Moreover, we must not forget that black studies, or women’s studies, or queer studies exist because we are working towards a (more) egalitarian culture. Rather, the blowback of efforts in the mid-20th century to get subjects previously unacknowledged in various canons of learning included in universities and other places was that all that “other stuff” could be jettisoned to these various departments with little to no effect on the teaching of dead white guys. In fact, if our desire to is to be included and acknowledged within the culture (and personally, I can’t say that I have such a yearning), then we would disagree with Riley’s means but support her ends. Which is to say that we would also want the end of black studies, not because we find the subject unworthy of our attention, but because what comprises the field has been thoroughly absorbed by everyone. In other words, students would be expected to read Henry James and James Baldwin in the same course(s), because we would have come to the point where we did not doubt that both men have the same value–or are both worth nothing, take your pick.

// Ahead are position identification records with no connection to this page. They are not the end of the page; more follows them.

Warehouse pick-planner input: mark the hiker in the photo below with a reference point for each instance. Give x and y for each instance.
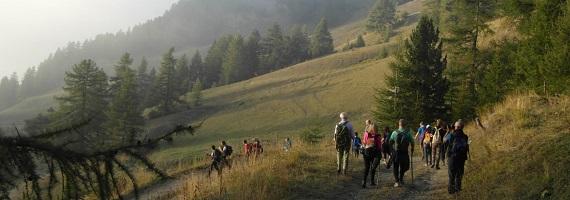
(356, 145)
(257, 149)
(426, 145)
(227, 151)
(437, 143)
(457, 152)
(343, 135)
(247, 148)
(287, 145)
(420, 137)
(386, 148)
(372, 145)
(401, 140)
(216, 157)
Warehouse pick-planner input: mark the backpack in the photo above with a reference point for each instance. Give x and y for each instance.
(342, 136)
(401, 144)
(459, 147)
(228, 151)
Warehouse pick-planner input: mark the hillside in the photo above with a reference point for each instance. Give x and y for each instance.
(286, 102)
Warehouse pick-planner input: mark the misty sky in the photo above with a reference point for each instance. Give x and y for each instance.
(32, 29)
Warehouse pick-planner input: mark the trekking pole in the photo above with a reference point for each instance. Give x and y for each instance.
(412, 166)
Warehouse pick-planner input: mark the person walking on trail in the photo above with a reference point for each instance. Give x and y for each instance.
(420, 137)
(426, 145)
(227, 151)
(372, 145)
(356, 145)
(216, 156)
(343, 136)
(247, 149)
(437, 143)
(287, 145)
(401, 140)
(386, 147)
(457, 153)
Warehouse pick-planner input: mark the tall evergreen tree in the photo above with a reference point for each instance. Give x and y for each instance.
(166, 84)
(233, 67)
(214, 59)
(321, 40)
(124, 114)
(417, 87)
(196, 95)
(196, 66)
(28, 87)
(85, 96)
(182, 75)
(252, 50)
(272, 46)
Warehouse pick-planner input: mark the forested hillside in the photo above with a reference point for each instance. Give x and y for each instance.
(188, 26)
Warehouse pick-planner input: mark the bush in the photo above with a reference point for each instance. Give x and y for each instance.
(312, 135)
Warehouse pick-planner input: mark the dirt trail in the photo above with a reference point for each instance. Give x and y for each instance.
(428, 183)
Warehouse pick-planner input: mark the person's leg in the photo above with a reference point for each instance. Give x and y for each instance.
(367, 161)
(338, 160)
(375, 163)
(396, 169)
(459, 175)
(404, 165)
(451, 174)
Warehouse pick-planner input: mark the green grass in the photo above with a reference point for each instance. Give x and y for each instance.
(524, 153)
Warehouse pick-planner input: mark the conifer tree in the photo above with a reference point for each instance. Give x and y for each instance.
(124, 114)
(166, 84)
(321, 40)
(417, 87)
(85, 94)
(196, 66)
(359, 42)
(272, 49)
(196, 95)
(252, 50)
(233, 66)
(182, 75)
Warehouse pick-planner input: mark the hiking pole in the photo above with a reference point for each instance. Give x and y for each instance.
(412, 166)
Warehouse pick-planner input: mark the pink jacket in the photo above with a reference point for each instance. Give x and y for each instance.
(376, 140)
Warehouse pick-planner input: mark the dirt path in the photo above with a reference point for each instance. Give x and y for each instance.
(428, 183)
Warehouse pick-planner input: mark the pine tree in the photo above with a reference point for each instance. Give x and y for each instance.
(272, 46)
(166, 84)
(359, 42)
(182, 75)
(382, 16)
(86, 90)
(124, 114)
(196, 95)
(417, 88)
(214, 59)
(321, 40)
(196, 66)
(252, 50)
(233, 66)
(28, 87)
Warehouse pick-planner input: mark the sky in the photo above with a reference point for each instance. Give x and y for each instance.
(32, 29)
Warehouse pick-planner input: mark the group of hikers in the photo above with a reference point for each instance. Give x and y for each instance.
(394, 148)
(222, 156)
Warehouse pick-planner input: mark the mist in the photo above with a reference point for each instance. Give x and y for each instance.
(32, 29)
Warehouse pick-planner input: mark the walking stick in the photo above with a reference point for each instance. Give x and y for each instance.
(412, 166)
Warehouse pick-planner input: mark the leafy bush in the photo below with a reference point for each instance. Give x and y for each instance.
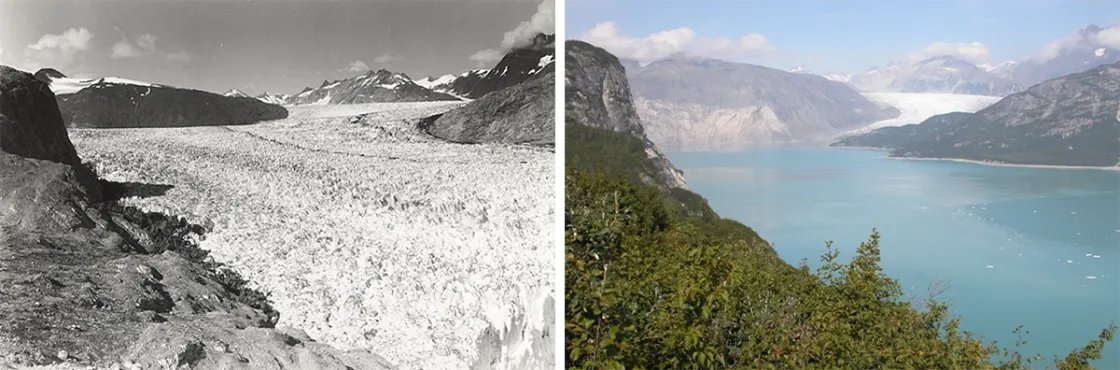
(647, 288)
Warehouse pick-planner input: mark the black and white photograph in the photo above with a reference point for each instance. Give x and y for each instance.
(279, 184)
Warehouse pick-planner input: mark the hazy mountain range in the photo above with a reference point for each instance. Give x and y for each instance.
(692, 103)
(1073, 120)
(1076, 52)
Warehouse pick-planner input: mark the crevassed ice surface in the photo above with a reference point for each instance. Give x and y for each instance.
(1036, 247)
(369, 234)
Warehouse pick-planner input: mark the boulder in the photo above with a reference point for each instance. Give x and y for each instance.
(30, 125)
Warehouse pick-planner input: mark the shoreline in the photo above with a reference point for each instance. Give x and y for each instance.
(982, 163)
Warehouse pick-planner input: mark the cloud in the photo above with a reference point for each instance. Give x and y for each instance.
(971, 52)
(145, 46)
(124, 49)
(486, 56)
(546, 20)
(178, 56)
(357, 66)
(57, 51)
(1109, 37)
(663, 44)
(385, 58)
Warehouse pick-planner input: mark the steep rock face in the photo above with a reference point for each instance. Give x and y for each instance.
(30, 125)
(935, 75)
(273, 99)
(127, 105)
(595, 92)
(1078, 52)
(235, 93)
(374, 86)
(458, 85)
(691, 103)
(1072, 120)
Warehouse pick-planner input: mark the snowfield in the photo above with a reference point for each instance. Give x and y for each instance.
(365, 232)
(917, 107)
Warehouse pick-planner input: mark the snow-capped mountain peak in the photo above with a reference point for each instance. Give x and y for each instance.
(236, 93)
(66, 85)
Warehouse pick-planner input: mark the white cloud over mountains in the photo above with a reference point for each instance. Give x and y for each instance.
(686, 40)
(357, 66)
(972, 52)
(1109, 37)
(546, 20)
(61, 51)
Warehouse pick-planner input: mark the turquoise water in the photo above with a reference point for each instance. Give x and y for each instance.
(1036, 247)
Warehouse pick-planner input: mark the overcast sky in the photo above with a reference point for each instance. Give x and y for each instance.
(260, 45)
(837, 36)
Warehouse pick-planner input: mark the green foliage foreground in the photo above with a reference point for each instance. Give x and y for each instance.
(645, 287)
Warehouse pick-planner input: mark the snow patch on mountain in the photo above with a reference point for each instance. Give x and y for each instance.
(918, 107)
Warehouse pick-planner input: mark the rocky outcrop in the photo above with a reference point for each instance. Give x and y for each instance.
(896, 137)
(595, 92)
(90, 283)
(516, 102)
(108, 104)
(1067, 121)
(691, 103)
(374, 86)
(29, 121)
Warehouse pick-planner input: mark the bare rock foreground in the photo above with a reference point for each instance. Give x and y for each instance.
(369, 234)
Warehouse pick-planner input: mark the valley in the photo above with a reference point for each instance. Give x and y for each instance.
(365, 232)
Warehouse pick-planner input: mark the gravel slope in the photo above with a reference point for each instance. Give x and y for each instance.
(367, 233)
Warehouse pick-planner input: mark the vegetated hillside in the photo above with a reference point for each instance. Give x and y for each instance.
(896, 137)
(374, 86)
(87, 281)
(515, 105)
(647, 286)
(1070, 121)
(691, 103)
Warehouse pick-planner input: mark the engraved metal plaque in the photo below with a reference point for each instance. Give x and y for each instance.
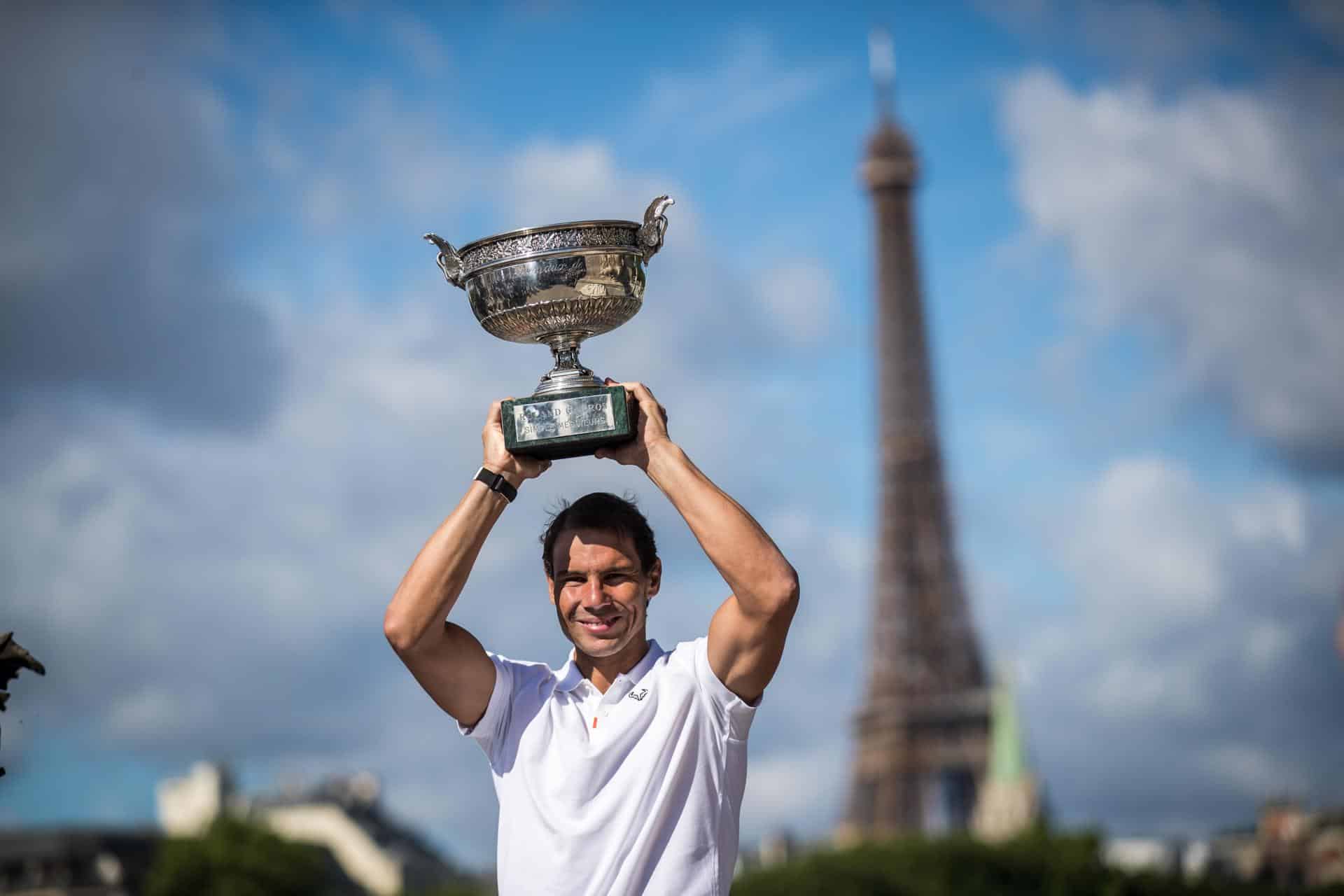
(564, 416)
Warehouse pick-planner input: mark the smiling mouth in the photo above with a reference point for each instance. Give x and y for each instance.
(600, 626)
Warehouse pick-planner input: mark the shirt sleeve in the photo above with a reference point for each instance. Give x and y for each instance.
(733, 713)
(491, 731)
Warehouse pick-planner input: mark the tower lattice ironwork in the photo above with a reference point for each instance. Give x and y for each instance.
(923, 731)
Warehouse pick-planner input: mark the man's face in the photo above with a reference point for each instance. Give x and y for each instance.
(601, 594)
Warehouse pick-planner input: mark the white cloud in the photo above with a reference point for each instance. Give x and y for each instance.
(1189, 666)
(1202, 222)
(235, 583)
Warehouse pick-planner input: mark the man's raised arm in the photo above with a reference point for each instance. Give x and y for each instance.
(748, 631)
(447, 660)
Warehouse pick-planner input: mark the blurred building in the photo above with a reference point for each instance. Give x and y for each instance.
(342, 813)
(1142, 855)
(923, 734)
(76, 860)
(1288, 848)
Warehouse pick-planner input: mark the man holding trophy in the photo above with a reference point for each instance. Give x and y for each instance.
(622, 771)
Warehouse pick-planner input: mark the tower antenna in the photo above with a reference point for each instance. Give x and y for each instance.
(882, 66)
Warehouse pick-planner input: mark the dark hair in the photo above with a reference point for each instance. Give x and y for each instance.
(608, 514)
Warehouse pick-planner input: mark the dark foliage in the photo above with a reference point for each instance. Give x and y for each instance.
(1035, 865)
(237, 859)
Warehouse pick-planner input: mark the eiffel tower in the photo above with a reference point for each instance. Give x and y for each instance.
(923, 732)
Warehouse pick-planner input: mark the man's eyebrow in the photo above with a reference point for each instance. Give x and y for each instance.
(626, 567)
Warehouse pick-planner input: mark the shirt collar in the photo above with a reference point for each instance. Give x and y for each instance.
(569, 676)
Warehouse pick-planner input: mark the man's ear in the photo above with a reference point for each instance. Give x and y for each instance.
(655, 575)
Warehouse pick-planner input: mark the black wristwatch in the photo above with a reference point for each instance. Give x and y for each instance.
(496, 482)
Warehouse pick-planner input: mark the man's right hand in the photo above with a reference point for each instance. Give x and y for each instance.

Although I understand the impulse for many of us bystanders to articulate righteous indignation when Riley and others open their digital mouths, I must suggest that such actions move our eyes away from the proverbial ball. Further, I fear that such gestures ironically reify the systems of inequality we claim to work against. After all, Riley is the perfect morsel for us to fight over while others feast within our ken; we could see them if we just paused and looked. So perhaps instead of silencing Riley and questioning the integrity of The CHE, we acknowledge those errors in thinking but begin the work of really dismantling the systems that continually oppress those of us who are not white, straight, and male. Just a thought.